7. Towards resolving disagreements

Resolution of disagreements can be difficult for several reasons. To start with, all models, even the most scientifically stringent, are (at least partially) founded on one or more untestable assumptions. For example, all models are founded on the assumption that the world is understandable to some extent—otherwise, why would you bother constructing a model. This alone can doom the possibility of resolution in many cases. Somebody starting from the assumption that there is a benevolent God will have disagreements with those that believe differently. The areas of disagreement may be very distant from differing beliefs about God—say, interpretation of- or preferences for US immigration policy—but persistent conversation is likely to reveal the source of disagreement to be, in part, these diverging roots. Both sides may marshal arguments for their position about God, but this is ultimately an untestable assumption. The believer may assume that something cannot come from nothing such that a supernatural being, existing outside of time and space is the most reasonable explanation for the existence of anything (and assuming there is a God, the __(insert religion here)__ is the most probable God), but the non-believer may be agnostic to this point.

Another difficulty is that probability can be mathematically difficult. I’m not saying that people consciously churn through the calculations to arrive at their model, but some analogous process must be occurring in the machinery of our brains. When computers carry out sufficiently difficult computations, operating thousands of times faster than our brains, they can run for hours to weeks.

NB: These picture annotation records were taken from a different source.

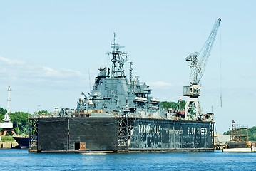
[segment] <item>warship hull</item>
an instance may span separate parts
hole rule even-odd
[[[29,152],[212,151],[213,122],[133,117],[29,118]]]

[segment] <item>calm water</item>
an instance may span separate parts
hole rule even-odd
[[[256,152],[31,154],[0,149],[0,170],[256,170]]]

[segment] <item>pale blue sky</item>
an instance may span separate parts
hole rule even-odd
[[[218,132],[232,120],[254,126],[255,6],[255,1],[1,1],[0,106],[6,108],[11,86],[12,112],[76,108],[81,92],[89,91],[88,71],[92,86],[100,66],[110,66],[105,53],[114,31],[131,55],[133,75],[155,98],[177,101],[189,79],[185,58],[202,48],[220,17],[201,79],[203,110],[213,106]]]

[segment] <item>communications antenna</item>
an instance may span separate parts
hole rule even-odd
[[[126,77],[124,73],[123,65],[124,62],[127,62],[127,57],[129,56],[127,52],[122,52],[120,51],[121,48],[124,48],[123,46],[120,46],[116,43],[116,33],[114,33],[114,40],[113,43],[111,42],[111,48],[113,51],[111,52],[107,53],[108,55],[113,55],[113,58],[111,59],[112,65],[111,65],[111,77],[117,78],[117,77]],[[126,57],[123,58],[123,57]]]

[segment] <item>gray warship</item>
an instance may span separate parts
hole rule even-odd
[[[133,63],[121,51],[124,46],[116,43],[115,34],[111,45],[111,68],[99,68],[93,88],[81,93],[76,109],[56,108],[51,115],[29,118],[29,152],[213,150],[213,113],[193,112],[193,102],[199,103],[195,100],[188,100],[185,113],[162,109],[149,86],[133,78]],[[198,88],[190,86],[192,92],[184,87],[185,95],[197,98]]]

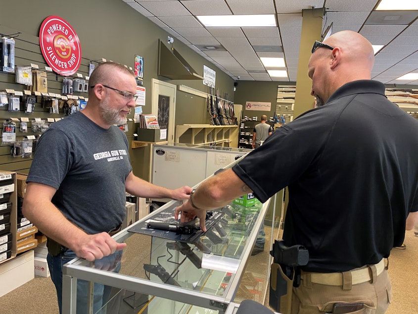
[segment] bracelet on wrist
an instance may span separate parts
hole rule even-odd
[[[189,201],[190,202],[190,205],[191,205],[191,207],[196,209],[201,209],[199,208],[198,207],[196,207],[194,204],[193,204],[193,201],[191,199],[192,196],[193,196],[194,191],[196,191],[195,189],[193,189],[191,193],[190,194],[190,197],[188,199]]]

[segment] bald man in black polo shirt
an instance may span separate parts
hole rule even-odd
[[[264,202],[288,186],[283,239],[310,255],[293,288],[292,314],[336,313],[339,303],[384,313],[392,296],[385,259],[402,244],[407,218],[410,226],[418,220],[418,121],[371,79],[373,62],[372,45],[357,33],[316,42],[308,75],[318,107],[202,183],[176,209],[188,211],[182,221],[197,215],[204,222],[205,210],[243,194]]]

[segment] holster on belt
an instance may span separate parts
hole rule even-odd
[[[294,272],[292,278],[289,278],[283,272],[279,264],[272,264],[269,304],[275,311],[282,314],[290,314],[294,279]]]
[[[270,255],[271,267],[269,304],[276,312],[290,314],[292,308],[292,289],[300,283],[299,266],[308,263],[309,253],[301,245],[287,247],[282,240],[275,240]]]
[[[56,256],[67,250],[67,248],[47,237],[46,237],[46,247],[48,249],[48,253],[52,256]]]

It’s no wonder, then, that it is so difficult for humans—using comparatively underpowered brains on more complex problems—to quickly update their models and change their minds.

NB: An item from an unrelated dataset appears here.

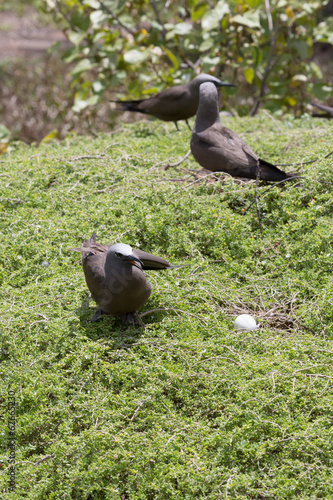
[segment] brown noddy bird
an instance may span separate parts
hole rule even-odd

This is more true for foundational issues that form part of M—which requires recalculation of many probabilities associated with M—and doubly so if one must adopt an entirely new context or parameters, since one must recalculate both p(x|M) and p(x|M') in order to make a proper comparison.

In the extreme, these difficulties can cause disagreement about observed events and testable assumptions. Given certain models, it can become more believable that an observation was faked or its existence a lie; that a test is unfeasible or unlikely to be accurate.

Disagreement is resolved insofar as opposing parties move closer to sharing the same model. Ideally, this convergence follows a careful, evidence-based process so that it reflects reality rather than merely bending to social pressure. Complete resolution is rarely attained, as we will discuss, and thus should not be taken for granted. Instead, we can aim for all parties to engage in a principled procedure for resolving disagreements. If they refuse, they act in bad faith, leaving coercion or capitulation as the only routes to “agreement.”

7.1 Updating models and beliefs

We should update models when they do not perfectly fit all available evidence—which includes prior assumptions. We should update our beliefs about models when competing models fit evidence differently. Updating models occurs by finding better parameter values while retaining the same parameters and context. Updating beliefs occurs by weighing the merits and faults of competing models, which differ in parameters or context.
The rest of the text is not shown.